The phenomenon that most distinguishes the Atlantic from the Mediterranean is the tide. On Mediterranean beaches, the underwater flora often only appears after a storm. In Tarragona, Calafell beach was famous for the quality of its fishing. According to the fishermen, this was due to the abundance of minerals and iodine in the water. And they were not wrong, as close to the coast there is a seaweed colony rich in iodine. In 1929 the Sanatorio Marítimo de San Juan de Dios was founded here for children with bone tuberculosis. It was common to see the young patients buried in the wet sand so that their skin absorbed the iodine.
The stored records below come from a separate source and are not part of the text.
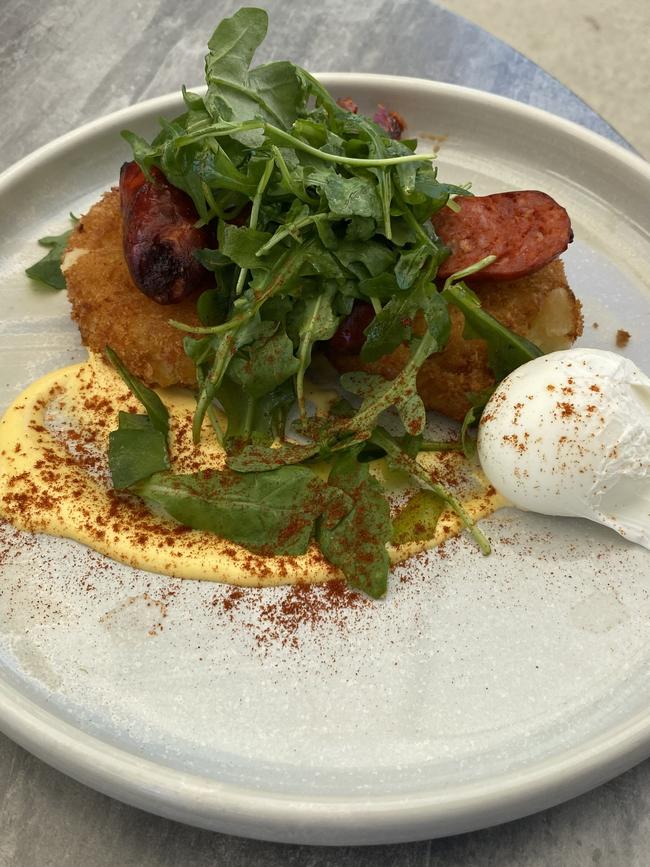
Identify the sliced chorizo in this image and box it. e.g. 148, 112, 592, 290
432, 190, 573, 282
120, 162, 214, 304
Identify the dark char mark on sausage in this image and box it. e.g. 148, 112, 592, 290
120, 162, 214, 304
328, 190, 573, 355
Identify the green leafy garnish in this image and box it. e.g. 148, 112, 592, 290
93, 8, 539, 598
25, 214, 77, 289
134, 467, 352, 556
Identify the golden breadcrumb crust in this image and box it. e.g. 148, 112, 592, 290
63, 189, 200, 386
63, 189, 582, 419
328, 259, 582, 421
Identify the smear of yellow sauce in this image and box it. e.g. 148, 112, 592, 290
0, 356, 505, 587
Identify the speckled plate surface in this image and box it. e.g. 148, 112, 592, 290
0, 74, 650, 843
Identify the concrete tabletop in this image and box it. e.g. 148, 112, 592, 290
0, 0, 650, 867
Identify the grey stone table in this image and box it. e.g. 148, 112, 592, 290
0, 0, 650, 867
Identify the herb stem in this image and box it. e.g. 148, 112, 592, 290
255, 214, 337, 257
174, 120, 436, 169
235, 159, 275, 295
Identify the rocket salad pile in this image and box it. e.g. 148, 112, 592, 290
27, 8, 541, 597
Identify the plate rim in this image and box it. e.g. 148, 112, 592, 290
0, 72, 650, 845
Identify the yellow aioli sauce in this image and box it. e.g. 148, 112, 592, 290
0, 355, 506, 587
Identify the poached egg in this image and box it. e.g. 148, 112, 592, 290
478, 349, 650, 548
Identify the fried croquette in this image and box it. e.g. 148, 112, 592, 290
328, 259, 582, 421
62, 189, 200, 387
63, 189, 582, 420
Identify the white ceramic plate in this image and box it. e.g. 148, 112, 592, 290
0, 74, 650, 844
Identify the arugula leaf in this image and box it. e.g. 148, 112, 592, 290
204, 8, 304, 136
108, 424, 170, 490
219, 226, 271, 268
25, 220, 77, 290
316, 451, 392, 599
442, 275, 543, 382
228, 331, 300, 397
134, 467, 352, 556
322, 172, 382, 220
104, 346, 169, 442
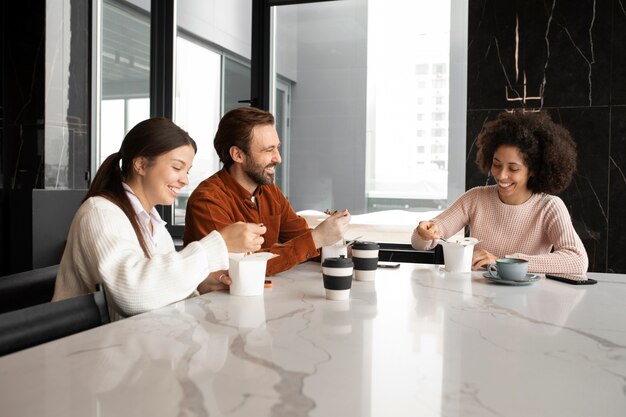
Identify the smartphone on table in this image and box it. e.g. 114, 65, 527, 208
546, 273, 598, 285
378, 261, 400, 268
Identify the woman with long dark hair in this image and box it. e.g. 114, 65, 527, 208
53, 118, 265, 318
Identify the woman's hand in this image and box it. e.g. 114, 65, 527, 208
197, 270, 232, 294
472, 249, 498, 270
219, 222, 267, 253
415, 221, 441, 240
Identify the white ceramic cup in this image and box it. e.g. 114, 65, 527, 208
441, 237, 478, 272
228, 252, 276, 296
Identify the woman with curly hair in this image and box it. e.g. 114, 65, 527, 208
411, 111, 589, 273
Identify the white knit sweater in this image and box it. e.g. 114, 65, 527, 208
53, 197, 228, 319
411, 185, 589, 273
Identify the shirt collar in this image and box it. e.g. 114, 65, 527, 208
122, 182, 167, 228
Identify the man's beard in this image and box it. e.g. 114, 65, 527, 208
243, 158, 276, 185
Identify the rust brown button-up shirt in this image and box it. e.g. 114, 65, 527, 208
183, 169, 319, 275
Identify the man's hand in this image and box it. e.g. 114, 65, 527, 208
219, 222, 267, 253
197, 270, 232, 294
312, 210, 350, 248
415, 221, 441, 240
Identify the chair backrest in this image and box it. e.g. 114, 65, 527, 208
0, 265, 59, 314
0, 284, 111, 356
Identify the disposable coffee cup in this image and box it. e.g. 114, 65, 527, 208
352, 242, 380, 281
439, 237, 478, 272
322, 256, 354, 300
228, 252, 278, 296
321, 241, 348, 263
487, 258, 528, 281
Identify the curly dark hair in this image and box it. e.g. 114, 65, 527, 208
476, 111, 576, 194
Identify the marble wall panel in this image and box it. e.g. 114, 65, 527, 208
466, 0, 626, 273
468, 0, 612, 109
607, 106, 626, 273
611, 0, 626, 105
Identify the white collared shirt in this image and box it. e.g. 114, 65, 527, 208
122, 182, 168, 252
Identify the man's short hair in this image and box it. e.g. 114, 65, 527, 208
213, 107, 274, 169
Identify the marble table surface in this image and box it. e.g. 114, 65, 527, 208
0, 262, 626, 417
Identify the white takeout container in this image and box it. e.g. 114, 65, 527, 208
228, 252, 278, 296
439, 237, 478, 272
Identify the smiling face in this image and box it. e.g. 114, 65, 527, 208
127, 145, 195, 211
491, 145, 532, 204
242, 125, 282, 185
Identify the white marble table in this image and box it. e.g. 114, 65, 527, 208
0, 263, 626, 417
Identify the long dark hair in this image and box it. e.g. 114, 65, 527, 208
83, 117, 198, 258
213, 107, 274, 169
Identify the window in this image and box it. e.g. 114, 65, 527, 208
94, 1, 150, 167
431, 111, 448, 122
272, 0, 465, 210
174, 36, 222, 224
431, 127, 446, 138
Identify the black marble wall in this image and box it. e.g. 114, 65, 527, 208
466, 0, 626, 273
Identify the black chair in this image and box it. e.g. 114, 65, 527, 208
0, 284, 111, 356
0, 265, 59, 314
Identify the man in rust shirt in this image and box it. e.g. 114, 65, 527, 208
183, 107, 350, 275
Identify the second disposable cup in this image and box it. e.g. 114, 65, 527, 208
322, 256, 354, 300
352, 241, 380, 281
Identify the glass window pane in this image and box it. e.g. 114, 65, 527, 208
272, 0, 456, 214
98, 99, 126, 166
223, 57, 250, 113
173, 0, 252, 226
97, 1, 150, 166
174, 37, 221, 224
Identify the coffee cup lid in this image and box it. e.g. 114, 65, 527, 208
352, 240, 380, 250
322, 255, 354, 268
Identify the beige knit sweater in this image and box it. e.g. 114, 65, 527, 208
53, 197, 228, 319
411, 185, 589, 273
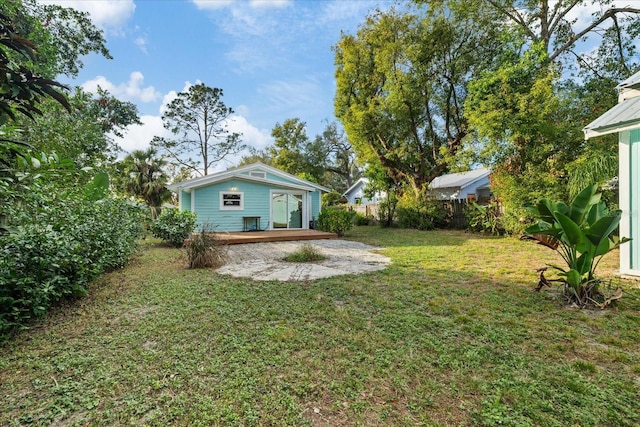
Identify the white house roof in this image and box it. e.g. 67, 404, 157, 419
582, 95, 640, 139
429, 168, 491, 190
616, 71, 640, 90
342, 177, 369, 197
167, 162, 330, 193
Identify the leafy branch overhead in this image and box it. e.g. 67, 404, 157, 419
0, 10, 71, 125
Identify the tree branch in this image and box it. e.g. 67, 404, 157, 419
549, 7, 640, 61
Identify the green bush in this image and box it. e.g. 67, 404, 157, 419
378, 192, 398, 227
353, 212, 373, 225
0, 195, 143, 340
526, 184, 630, 308
186, 224, 227, 268
151, 209, 196, 247
318, 208, 355, 236
396, 195, 449, 230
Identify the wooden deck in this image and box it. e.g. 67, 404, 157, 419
216, 230, 338, 245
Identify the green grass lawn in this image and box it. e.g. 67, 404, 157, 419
0, 227, 640, 426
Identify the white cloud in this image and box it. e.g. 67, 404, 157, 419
258, 77, 325, 114
191, 0, 291, 10
133, 36, 148, 55
40, 0, 136, 33
227, 115, 273, 149
82, 71, 160, 103
114, 115, 171, 157
317, 0, 388, 25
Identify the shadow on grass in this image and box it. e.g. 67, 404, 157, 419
0, 232, 640, 426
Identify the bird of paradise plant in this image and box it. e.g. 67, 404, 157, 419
525, 184, 630, 307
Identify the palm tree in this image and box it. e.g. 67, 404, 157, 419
121, 148, 171, 219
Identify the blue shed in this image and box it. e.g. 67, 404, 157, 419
169, 162, 329, 232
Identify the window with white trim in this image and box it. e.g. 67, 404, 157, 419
220, 191, 244, 211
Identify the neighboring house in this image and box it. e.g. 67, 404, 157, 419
169, 162, 329, 231
342, 178, 384, 205
583, 72, 640, 276
428, 168, 492, 201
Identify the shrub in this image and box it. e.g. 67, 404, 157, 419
284, 243, 326, 262
353, 212, 373, 225
465, 202, 505, 236
318, 208, 355, 236
151, 209, 196, 247
378, 191, 398, 227
186, 224, 227, 268
322, 190, 347, 208
0, 195, 142, 339
526, 184, 629, 306
396, 194, 448, 230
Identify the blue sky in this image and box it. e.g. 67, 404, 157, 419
46, 0, 391, 168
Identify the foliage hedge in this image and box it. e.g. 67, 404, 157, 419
151, 209, 196, 247
0, 188, 145, 340
318, 208, 356, 236
396, 193, 450, 230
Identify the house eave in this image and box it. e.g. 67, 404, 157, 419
167, 162, 330, 193
582, 97, 640, 139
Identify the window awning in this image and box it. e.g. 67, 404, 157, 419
582, 96, 640, 139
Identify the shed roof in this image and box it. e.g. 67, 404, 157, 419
582, 96, 640, 139
429, 168, 491, 190
616, 71, 640, 90
168, 162, 329, 193
342, 177, 369, 197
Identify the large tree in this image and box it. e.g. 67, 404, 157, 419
118, 148, 171, 218
152, 83, 245, 175
335, 9, 498, 192
313, 122, 361, 192
6, 88, 142, 167
268, 118, 359, 191
268, 117, 312, 180
450, 0, 640, 231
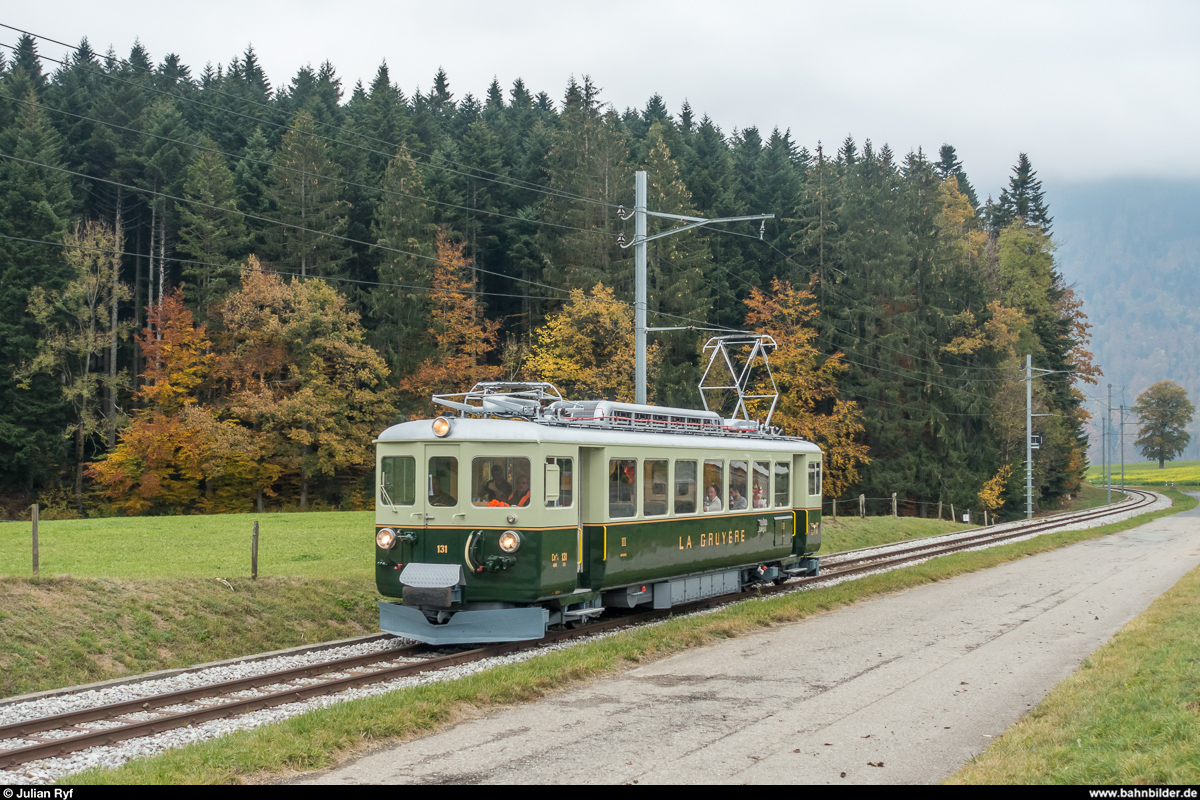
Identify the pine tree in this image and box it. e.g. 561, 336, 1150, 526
934, 144, 979, 209
179, 137, 246, 321
265, 112, 349, 276
367, 148, 437, 375
0, 87, 72, 488
991, 152, 1054, 234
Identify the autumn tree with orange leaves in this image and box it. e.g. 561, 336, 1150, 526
401, 231, 500, 409
745, 278, 870, 498
88, 289, 278, 515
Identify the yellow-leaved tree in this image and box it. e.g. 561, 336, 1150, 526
401, 231, 500, 409
746, 278, 870, 498
979, 464, 1013, 511
524, 283, 660, 403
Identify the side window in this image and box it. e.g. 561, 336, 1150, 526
775, 461, 792, 509
379, 456, 416, 506
642, 459, 667, 517
704, 461, 725, 513
608, 458, 637, 519
427, 456, 458, 507
546, 457, 575, 509
674, 461, 696, 513
730, 461, 750, 511
752, 461, 770, 509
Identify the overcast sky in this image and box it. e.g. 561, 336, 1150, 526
0, 0, 1200, 196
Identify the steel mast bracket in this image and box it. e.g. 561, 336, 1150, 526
700, 333, 779, 428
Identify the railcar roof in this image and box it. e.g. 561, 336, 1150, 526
376, 417, 821, 452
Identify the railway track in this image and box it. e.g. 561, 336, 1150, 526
0, 491, 1156, 770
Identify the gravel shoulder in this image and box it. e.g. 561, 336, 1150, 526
300, 496, 1200, 784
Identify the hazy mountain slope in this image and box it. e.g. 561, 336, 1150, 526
1046, 180, 1200, 462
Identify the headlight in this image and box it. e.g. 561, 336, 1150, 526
376, 528, 396, 551
499, 530, 521, 553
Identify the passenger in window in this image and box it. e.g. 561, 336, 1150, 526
730, 486, 746, 511
704, 483, 724, 511
482, 464, 512, 503
430, 475, 458, 506
509, 475, 529, 506
754, 483, 767, 509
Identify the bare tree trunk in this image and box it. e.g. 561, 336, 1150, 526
104, 188, 125, 451
146, 200, 158, 326
300, 444, 308, 509
76, 416, 84, 516
158, 209, 167, 306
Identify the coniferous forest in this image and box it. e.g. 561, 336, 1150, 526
0, 36, 1098, 516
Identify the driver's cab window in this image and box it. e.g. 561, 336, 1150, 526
470, 456, 530, 507
426, 456, 458, 509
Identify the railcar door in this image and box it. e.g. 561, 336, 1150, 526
420, 445, 460, 564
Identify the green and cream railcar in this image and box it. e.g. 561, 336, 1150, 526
376, 402, 821, 644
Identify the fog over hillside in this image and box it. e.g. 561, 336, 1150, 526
1046, 180, 1200, 463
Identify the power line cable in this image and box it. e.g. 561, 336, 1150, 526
0, 152, 580, 294
0, 23, 619, 209
0, 88, 616, 239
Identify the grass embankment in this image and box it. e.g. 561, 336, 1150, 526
821, 515, 973, 553
1062, 483, 1126, 512
67, 492, 1196, 784
948, 544, 1200, 784
0, 512, 961, 697
1087, 461, 1200, 486
0, 577, 379, 697
0, 511, 379, 697
0, 511, 374, 584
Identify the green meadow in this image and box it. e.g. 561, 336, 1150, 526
0, 511, 374, 587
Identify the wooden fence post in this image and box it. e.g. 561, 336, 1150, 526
32, 503, 37, 577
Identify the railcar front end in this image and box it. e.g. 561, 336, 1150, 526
376, 407, 821, 644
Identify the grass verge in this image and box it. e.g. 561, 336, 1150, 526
0, 511, 374, 585
821, 515, 972, 553
947, 525, 1200, 786
1086, 461, 1200, 486
0, 577, 379, 697
66, 484, 1196, 784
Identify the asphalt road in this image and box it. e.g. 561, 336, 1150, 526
298, 503, 1200, 786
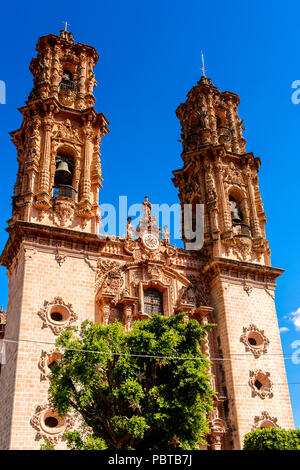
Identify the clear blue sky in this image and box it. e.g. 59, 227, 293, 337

A picture for the thalassotherapy annals. 

Borja Folch
I graduated in journalism, with a master’s degree in script writing. I contributed in cultural magazines, and then moved to advertising, where I was production assistant and location manager for TV commercials. I spent a few years as a stand-up talent scout and script advisor for a TV programme. For some time now, I am a literary translator and ghost-writer of memoirs and biographies, and I’m all for slow life, Mediterranean food and spending as much time as possible by the sea.